住警器10−1〜10−5のそれぞれは、イベント信号を相互に無線により送受信する機能と警報を出力表示する機能を備えており、5台の住警器10−1〜10−5で1つの警報グループを構成して、この住宅全体の火災監視を行っている。なお無線式でなく有線接続式の住警器システムや無線式通信と有線式通信を混在させた住警器システムにも本考案の技術を適用できる。
いま住宅25の子供部屋で万一、火災が発生したとすると、住警器10−4が火災を検出して警報を開始する。この火災を検出して警報を開始することを、住警器における「発報」という。住警器10−4が発報すると、住警器10−4は連動元として機能し、連動先となる他の住警器10−1〜10−3,10−5に対し、火災発報を示すイベント信号を無線により送信する。他の住警器10−1〜10−3,10−5にあっては、連動元の住警器10−4からの火災発報を示すイベント信号を受信すると、連動先としての警報動作を行う。
ここで連動元となった住警器10−4の警報音としては、例えば音声メッセージにより「ウーウー 火災警報器が作動しました 確認してください」を連続して出力する。一方、連動先の住警器10−1〜10−3,10−5にあっては、「ウーウー 別の火災警報器が作動しました 確認してください」といった音声メッセージを連続して出力する。音声メッセージに依らず、異なるブザー音や、ブザー音と共に視覚的に連動元と連動先を識別出来る表示を併用することも考えられる。
このように火災検出を判別して警報音を出力した住警器10−1〜10−5は、更に、明暗センサ29の明るさ検出信号に基づき、明るさ低下検出が判別されたときに照明装置24を駆動して監視エリアを照明する。
住警器10−1〜10−5が警報音を出している状態で、図1に示した住警器に設けている警報停止スイッチ20を操作すると、警報音の停止処理が行われる。
図3は本考案による警報システムを構築する住警器の構成を他の住警器と共に示したブロック図である。図3の警報システムは図2に示した5台の住警器10−1〜10−5につき、その内の住警器10−1について内部処理ブロック構成を詳細に示している。
住警器10−1はCPU28を備え、CPU28に対してはアンテナ31を備えた無線回路部30、メモリ32、火災センサ部34、人感センサ26、明暗センサ29、報知部36、照明装置24、操作部38及び電池電源40を設けている。
無線回路部30には送信回路42と受信回路44が設けられ、他の住警器10−2〜10−5との間でイベント信号を無線により送受信できるようにしている。
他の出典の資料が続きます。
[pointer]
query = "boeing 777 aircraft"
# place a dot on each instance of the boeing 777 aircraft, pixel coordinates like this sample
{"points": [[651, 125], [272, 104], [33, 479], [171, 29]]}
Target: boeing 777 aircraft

無線回路部30としては、日本国内の場合には、例えば400MHz帯の特定小電力無線局の標準規格として知られたSTD−30(小電力セキュリティシステムの無線局の無線設備の標準規格)またはSTD−T67(特定小電力無線局テレメータ用、テレコントロール用及びデータ伝送用無線設備の標準規格)に準拠した構成を備える。
もちろん無線回路部30としては、日本国内以外の場所については、その地域の割当無線局の標準規格に準拠した内容を持つことになる。
メモリ32には住警器を特定するID(識別子)となる送信元符号50と、図2のように複数の住警器で連動警報を行うグループを構成するためのグループ符号52が格納されている。送信元符号50としては、国内に提供される住警器の数を予測し、例えば同一符号として重複しないように26ビットの符号コードが使用される。
グループ符号52はグループを構成する複数の住警器に共通に設定される符号であり、無線回路部30で受信した他の住警器からのイベント信号に含まれるグループ符号がメモリ46に登録しているグループ符号52に一致したときに、このイベント信号を有効な信号として受信して処理することになる。
警報グループの識別は、グループ符号以外に、住警器を特定するIDである送信元符号を使用してもよい。即ち、グループを構成する複数の住警器に、同じグループに属する他の住警器の送信元符号を予め登録しておき、他の住警器から受信したイベント信号に含まれる送信元符号を登録済み送信元符号と比較し、一致したら同じグループに属する住警器からの信号として処理する。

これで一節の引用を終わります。